I have been listening to a great backlog of Bush Telegraph podcasts and there were a series from the outskirts of Lake Eyre. When we (H2 and I) were madly in love with Australia, we devoured the whole Arthur Upfield series about the half-caste detective Napoleon Bonaparte. The Boney mysteries are now viewed at worst as racist and at best dated and patronizing, but for us they gave intriguing snapshots
of life in various places like Broome, as they were in the 1930's when the mysteries were written. There was one written about the channel country and the sudden floods that could isolate vast areas of what had been desert. This year, floods in Queensland sparked what happens only about once a decade now, the flooding of Lake Eyre. It's a salt lake, 15 meters below sea level and when it floods, thousands of birds magically appear to breed. They even arrive before the water by some bird ESP so far undiscovered. I wish I could have seen it. Here's lovely shot of the lake in flood. If you Google "Lake Eyre flood birds" you'll get more info. Thus it is not strange that at least one Aboriginal group has as their totem animal the pelican, when they are hundreds of miles from the ocean.

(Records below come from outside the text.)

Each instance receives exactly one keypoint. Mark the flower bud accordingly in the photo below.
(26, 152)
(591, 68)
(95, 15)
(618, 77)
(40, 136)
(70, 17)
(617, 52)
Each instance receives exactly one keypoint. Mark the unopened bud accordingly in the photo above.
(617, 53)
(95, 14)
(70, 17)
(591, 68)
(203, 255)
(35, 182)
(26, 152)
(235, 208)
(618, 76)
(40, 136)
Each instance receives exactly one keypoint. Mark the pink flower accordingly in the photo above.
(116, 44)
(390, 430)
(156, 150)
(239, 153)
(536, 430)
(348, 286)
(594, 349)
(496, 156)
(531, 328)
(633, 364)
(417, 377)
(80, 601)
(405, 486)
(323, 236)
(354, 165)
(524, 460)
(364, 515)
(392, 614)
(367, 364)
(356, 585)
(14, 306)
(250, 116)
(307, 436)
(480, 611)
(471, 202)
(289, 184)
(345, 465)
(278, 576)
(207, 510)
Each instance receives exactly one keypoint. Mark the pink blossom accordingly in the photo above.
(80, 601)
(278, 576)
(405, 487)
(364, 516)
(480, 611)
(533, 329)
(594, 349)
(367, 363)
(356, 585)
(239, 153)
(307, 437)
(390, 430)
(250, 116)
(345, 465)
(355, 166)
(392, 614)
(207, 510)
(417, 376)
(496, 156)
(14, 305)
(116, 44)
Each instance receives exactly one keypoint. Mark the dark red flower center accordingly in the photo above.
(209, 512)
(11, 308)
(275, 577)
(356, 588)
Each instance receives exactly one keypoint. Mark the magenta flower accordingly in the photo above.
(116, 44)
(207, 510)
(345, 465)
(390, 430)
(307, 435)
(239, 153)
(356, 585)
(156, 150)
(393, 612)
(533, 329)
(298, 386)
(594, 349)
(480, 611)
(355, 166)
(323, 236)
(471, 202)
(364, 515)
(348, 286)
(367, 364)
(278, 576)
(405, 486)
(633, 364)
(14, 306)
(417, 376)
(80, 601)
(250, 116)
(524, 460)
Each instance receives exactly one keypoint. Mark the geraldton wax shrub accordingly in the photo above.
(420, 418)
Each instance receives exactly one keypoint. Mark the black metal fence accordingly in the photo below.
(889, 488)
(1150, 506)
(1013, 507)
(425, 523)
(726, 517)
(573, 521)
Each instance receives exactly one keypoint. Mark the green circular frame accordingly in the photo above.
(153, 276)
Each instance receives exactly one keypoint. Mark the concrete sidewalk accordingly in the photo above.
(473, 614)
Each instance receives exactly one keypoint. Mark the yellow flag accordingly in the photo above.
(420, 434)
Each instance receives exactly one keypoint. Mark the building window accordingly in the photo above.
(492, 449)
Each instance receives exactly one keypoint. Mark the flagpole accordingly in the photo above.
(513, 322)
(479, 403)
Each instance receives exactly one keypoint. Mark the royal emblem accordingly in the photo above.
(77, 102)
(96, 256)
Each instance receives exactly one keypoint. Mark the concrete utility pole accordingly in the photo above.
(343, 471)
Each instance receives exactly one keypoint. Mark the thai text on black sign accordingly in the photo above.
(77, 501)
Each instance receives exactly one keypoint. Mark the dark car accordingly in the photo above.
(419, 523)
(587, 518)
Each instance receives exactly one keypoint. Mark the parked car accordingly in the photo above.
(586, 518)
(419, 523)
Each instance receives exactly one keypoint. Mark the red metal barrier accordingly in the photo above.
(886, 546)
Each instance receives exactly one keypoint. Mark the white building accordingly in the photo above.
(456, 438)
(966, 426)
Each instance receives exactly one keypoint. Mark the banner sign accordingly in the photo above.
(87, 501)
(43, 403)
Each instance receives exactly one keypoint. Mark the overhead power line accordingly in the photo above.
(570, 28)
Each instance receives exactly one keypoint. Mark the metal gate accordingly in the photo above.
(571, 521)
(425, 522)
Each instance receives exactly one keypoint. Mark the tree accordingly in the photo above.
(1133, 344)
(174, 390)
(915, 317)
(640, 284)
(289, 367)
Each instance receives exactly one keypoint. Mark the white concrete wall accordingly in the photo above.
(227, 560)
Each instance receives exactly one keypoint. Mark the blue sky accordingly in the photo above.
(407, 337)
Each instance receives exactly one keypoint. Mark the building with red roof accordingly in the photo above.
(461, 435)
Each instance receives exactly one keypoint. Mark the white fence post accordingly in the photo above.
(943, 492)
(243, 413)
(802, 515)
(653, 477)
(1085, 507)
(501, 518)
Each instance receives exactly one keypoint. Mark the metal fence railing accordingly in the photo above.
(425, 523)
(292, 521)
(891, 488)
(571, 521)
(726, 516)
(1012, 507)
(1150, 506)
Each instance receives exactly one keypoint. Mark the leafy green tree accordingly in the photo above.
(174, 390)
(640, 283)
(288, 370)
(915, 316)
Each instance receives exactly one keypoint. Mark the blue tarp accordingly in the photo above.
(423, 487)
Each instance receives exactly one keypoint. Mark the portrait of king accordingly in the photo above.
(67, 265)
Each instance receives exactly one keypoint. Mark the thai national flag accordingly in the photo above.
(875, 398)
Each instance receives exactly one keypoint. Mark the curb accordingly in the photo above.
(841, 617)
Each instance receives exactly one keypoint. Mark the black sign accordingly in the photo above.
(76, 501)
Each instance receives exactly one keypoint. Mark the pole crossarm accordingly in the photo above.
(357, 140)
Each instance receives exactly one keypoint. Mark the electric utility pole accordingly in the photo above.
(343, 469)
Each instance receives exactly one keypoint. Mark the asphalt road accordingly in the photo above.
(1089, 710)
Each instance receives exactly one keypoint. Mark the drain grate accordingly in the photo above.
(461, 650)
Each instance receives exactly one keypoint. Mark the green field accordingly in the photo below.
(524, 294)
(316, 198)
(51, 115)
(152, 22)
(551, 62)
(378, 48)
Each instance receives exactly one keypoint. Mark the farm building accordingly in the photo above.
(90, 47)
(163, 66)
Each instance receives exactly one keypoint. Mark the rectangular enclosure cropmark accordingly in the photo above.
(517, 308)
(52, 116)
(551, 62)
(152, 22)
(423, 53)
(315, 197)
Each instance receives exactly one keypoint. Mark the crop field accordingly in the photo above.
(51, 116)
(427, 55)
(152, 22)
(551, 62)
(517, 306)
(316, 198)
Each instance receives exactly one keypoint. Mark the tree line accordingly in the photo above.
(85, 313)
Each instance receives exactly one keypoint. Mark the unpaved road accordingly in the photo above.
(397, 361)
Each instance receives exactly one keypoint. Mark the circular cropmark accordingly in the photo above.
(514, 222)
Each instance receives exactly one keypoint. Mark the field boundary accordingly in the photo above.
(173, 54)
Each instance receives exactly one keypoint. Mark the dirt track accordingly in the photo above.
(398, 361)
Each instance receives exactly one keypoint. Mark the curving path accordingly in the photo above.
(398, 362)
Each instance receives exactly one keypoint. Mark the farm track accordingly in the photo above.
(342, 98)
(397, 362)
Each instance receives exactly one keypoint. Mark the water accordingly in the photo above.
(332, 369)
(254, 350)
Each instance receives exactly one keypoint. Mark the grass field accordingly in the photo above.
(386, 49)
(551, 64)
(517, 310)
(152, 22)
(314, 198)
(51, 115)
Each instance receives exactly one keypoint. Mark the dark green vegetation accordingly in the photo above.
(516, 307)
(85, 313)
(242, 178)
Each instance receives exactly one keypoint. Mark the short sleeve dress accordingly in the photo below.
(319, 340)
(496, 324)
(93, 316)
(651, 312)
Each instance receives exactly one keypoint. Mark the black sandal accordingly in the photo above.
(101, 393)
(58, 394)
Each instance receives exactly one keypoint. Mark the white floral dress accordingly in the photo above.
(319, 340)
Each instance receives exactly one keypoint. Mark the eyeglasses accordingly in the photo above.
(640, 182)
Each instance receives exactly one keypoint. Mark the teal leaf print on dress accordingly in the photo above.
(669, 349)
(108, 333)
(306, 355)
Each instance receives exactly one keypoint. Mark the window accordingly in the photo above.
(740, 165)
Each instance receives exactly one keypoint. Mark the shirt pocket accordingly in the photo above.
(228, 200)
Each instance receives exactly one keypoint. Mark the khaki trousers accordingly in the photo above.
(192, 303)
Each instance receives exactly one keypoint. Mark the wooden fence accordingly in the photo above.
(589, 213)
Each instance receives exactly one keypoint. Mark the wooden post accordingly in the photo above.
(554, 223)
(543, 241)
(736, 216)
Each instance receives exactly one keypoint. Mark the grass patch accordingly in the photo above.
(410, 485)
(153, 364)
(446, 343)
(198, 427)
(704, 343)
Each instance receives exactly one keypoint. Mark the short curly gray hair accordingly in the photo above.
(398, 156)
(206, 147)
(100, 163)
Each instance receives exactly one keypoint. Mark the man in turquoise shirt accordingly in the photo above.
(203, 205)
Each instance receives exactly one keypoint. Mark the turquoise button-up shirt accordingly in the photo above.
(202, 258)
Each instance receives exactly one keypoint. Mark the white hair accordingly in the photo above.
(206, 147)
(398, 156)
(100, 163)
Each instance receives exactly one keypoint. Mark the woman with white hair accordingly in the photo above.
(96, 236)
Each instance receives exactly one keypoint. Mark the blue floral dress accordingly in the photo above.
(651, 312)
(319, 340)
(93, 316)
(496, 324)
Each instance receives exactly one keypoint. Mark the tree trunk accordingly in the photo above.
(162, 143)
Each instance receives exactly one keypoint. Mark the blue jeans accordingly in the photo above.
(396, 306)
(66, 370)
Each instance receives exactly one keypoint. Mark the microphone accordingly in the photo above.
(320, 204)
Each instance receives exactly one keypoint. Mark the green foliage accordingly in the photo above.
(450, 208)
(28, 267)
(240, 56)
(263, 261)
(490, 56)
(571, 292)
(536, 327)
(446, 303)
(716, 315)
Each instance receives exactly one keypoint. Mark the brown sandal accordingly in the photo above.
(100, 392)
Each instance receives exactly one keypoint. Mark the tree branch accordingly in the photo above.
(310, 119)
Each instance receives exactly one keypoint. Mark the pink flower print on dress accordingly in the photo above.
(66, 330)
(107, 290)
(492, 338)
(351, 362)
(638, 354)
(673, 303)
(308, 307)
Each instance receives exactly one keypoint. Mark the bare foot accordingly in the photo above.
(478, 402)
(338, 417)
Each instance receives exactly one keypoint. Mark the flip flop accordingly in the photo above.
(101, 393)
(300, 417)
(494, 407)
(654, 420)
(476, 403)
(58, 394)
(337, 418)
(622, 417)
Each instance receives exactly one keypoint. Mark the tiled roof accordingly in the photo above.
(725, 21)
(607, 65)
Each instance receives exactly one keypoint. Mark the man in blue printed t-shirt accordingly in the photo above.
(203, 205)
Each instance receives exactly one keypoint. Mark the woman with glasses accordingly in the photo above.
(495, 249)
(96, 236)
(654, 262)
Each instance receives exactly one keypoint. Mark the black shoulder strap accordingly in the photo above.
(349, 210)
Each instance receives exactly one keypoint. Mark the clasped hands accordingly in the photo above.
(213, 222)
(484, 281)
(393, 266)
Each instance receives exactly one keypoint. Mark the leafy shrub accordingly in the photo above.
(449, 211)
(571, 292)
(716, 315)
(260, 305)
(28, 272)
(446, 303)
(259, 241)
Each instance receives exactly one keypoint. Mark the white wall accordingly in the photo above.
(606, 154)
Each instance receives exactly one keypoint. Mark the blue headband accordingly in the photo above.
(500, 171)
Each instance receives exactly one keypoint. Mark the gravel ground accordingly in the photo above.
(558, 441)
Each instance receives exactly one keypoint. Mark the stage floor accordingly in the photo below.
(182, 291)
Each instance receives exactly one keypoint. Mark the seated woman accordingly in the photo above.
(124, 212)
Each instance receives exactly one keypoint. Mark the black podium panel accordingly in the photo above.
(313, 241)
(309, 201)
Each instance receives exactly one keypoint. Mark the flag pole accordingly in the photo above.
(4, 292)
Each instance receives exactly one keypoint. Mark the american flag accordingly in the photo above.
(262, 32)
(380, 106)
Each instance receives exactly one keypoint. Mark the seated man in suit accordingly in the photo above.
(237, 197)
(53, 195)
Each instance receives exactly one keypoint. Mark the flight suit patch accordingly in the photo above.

So far I love my Macbook, and have become somewhat addicted to the trackpad. There are still a few manoeuvres that are a bit difficult, like when you are trying my move things all the way across the screen for instance, but the trackpad is very sensitive and I miss the scrolling ability when I go back to a PC. I have not been able to synch my bookkeeping files from the PC to the MAC but I may close out at the end of the fiscal year and start new.

A fibre update: I have almost finished the socks for my boss and by some sock magic, the stripes are duplicating themselves in exactly the same places even tho I didn't make any attempt to make them do so. I tried on CAW after putting the turtleneck in and found that, when the shoulder drop was figured in, the sleeves would be the right length. So the first sleeve got cast off and I'm knitting the second. Since the rest of the jumper is already constructed, all that will be left is sewing the the sleeves and doing the side seams. I am decreasing for the armholes on the back of the ribbon shell. I got one of the huge bags of processed roving, now to be called Robin's wool after the owner of the sheep it came from. I am not totally happy with my spinning so far but I will have to spin and ply a bit and wash it to see if I like the results. The loom is for sale on eBay but the only interest I've had is from somebody who wanted me to lower the price.